In witness whereof I have hereunto set my hand this _________day of _______________ 20___.
Signature
Subscribed and sworn to before me this ________ day of 20____.
_____________________________________________
Notary Public in and for
_________________ County, State of ______________
(SEAL)
My Commission expires _____________________________________
Figure 8.A-3  Abortion Denial Notice To The Beneficiary And Participating Provider
Date: ____________________________
Sponsor’s Name: __________________
Beneficiary’s Name: ________________
Type of Service(s): _________________
Date of Service(s): _________________
Last four digits of
Sponsor’s SSN: ____________________
PERSONAL
_____________________________
To: __________________________
_____________________________
Dear _________:
TRICARE coverage of abortion services is specifically limited by federal statute. As implemented by the Department of Defense, TRICARE coverage of abortion services is limited to when:
•  The life of the mother is at risk if the fetus is carried to term -- based upon certification from the attending physician that the patient suffers/suffered a condition that endangered her life if the fetus were carried to term; or
•  The pregnancy is the result of an act of rape or incest -- as documented in the patient’s medical record (effective January 2, 2013).

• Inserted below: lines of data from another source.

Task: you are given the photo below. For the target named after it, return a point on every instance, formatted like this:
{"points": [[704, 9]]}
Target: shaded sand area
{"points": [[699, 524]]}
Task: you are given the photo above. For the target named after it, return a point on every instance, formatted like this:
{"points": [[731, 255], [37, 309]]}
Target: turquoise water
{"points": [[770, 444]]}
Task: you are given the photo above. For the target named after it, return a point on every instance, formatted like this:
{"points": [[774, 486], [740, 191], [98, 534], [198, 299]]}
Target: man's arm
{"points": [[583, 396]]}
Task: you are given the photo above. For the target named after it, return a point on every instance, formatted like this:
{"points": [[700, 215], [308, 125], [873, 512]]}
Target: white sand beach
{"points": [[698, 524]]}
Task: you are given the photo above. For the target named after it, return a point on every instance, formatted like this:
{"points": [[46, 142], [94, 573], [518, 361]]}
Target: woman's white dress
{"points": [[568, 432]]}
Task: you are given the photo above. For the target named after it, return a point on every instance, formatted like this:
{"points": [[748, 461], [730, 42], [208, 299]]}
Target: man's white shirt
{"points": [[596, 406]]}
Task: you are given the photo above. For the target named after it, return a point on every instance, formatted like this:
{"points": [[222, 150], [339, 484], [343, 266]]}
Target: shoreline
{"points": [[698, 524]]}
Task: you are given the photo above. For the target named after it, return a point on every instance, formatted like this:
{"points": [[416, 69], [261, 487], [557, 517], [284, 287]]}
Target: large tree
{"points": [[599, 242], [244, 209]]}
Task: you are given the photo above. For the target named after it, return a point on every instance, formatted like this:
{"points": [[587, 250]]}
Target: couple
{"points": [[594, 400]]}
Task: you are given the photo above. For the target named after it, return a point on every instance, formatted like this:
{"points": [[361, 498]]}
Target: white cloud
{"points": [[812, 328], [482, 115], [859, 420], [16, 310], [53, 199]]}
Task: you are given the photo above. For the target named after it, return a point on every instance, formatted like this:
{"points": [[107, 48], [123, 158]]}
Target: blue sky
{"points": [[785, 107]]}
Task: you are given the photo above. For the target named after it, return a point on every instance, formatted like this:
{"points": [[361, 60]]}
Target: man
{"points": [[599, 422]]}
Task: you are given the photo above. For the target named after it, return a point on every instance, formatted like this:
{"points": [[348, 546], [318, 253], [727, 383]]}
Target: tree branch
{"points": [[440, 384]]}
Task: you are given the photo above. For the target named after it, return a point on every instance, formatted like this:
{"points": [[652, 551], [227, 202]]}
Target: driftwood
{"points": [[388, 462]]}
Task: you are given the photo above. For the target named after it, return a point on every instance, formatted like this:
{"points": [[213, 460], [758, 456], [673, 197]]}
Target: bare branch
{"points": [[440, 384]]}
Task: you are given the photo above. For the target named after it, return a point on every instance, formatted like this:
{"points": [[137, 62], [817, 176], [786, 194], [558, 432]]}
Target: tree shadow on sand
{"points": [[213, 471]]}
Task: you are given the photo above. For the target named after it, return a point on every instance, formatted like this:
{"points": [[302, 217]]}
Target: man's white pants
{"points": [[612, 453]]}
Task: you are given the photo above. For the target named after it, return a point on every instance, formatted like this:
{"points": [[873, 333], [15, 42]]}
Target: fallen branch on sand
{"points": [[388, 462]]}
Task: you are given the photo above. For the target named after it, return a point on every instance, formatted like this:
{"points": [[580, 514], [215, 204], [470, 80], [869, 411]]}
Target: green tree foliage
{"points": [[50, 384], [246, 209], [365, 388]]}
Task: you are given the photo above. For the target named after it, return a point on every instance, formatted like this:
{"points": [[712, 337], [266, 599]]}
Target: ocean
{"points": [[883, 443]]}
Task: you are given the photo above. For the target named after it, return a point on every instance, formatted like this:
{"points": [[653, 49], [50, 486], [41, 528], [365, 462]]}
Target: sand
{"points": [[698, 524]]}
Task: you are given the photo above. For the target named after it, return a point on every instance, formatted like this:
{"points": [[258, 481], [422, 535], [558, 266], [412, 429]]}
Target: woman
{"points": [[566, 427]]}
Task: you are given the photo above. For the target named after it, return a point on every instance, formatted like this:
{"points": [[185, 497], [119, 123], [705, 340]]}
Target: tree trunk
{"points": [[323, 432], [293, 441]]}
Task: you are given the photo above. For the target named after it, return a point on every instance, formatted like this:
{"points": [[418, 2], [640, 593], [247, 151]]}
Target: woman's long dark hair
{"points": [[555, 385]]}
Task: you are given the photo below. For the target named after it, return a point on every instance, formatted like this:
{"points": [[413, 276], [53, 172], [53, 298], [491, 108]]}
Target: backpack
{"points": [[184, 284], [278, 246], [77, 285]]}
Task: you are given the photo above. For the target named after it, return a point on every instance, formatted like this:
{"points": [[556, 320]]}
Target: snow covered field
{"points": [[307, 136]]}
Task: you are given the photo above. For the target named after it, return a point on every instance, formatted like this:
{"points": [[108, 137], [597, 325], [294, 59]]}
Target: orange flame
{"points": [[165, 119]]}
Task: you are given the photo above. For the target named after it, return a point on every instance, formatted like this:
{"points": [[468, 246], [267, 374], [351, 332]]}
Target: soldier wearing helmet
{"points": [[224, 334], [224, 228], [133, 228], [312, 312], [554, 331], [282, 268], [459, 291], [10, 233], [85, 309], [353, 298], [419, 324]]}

This means TRICARE won’t cost-share on abortions performed for reasons other than those listed above. Since initial review of your claim(s) gave no indication that this abortion met the conditions for coverage, TRICARE denied the claim.
If you believe you do qualify under one of the exceptions, you may request a Reconsideration of the denial decision by submitting a written Reconsideration request to this office within 90 days of the date of this notice. Your request must include a copy of this notice, a statement outlining why you disagree with the decision, and any additional information/documentation from your physician which will support your position.
If you have any questions concerning the TRICARE abortion policy, please contact (Contractor Name and Address).